Surtout, le film se révèle d'une surprenante ambivalence dans la définition de ses personnages. Il donne au vampirisme une signification allusive et éminemment politique, comme en témoignent la place et l'identité des Afro-Américains dans la société et, plus généralement, l'africanité ancestrale.

On peut aussi envisager Ganja et Hess comme deux junkies à une époque où la circulation courante de la drogue et sa consommation étaient dévastatrices. Cette addiction subie, car induite par un empoisonnement, insuffle au quotidien de Hess une mélancolie qui tranche avec les hurlements et l' impudence de Ganja.

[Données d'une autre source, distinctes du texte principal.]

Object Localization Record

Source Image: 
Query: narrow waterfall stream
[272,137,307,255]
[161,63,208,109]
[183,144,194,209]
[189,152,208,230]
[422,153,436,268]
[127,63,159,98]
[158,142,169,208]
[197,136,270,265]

Aux amants de Ganja, Hess choisit l'anonymat de prostituées pour assouvir sa soif. Et tandis que Hess mène une lutte inextricable entre sa dépendance et ses croyances religieuses (l'idéologie du christianisme est maintes fois abordée et la parabole du sang christique devient, somme toute, évidente), Ganja affiche une arrogance et une certaine frivolité à l'égard des classes afro-américaines défavorisées.

Bill Gunn prête aussi une attention particulière à la bande son composée par Sam Waymon (impressionnant dans le rôle du révérend Luther Williams) qui fait corps avec le film et sert une même exaltation de la vie, salutaire et cruelle. La partition musicale la plus saisissante reste néanmoins la ritournelle qui accompagne les scènes de manque ou de satiété. Elle leur donne une dimension paroxystique à la fois poétique et hypnotique relevant du trip ou de l'hallucination.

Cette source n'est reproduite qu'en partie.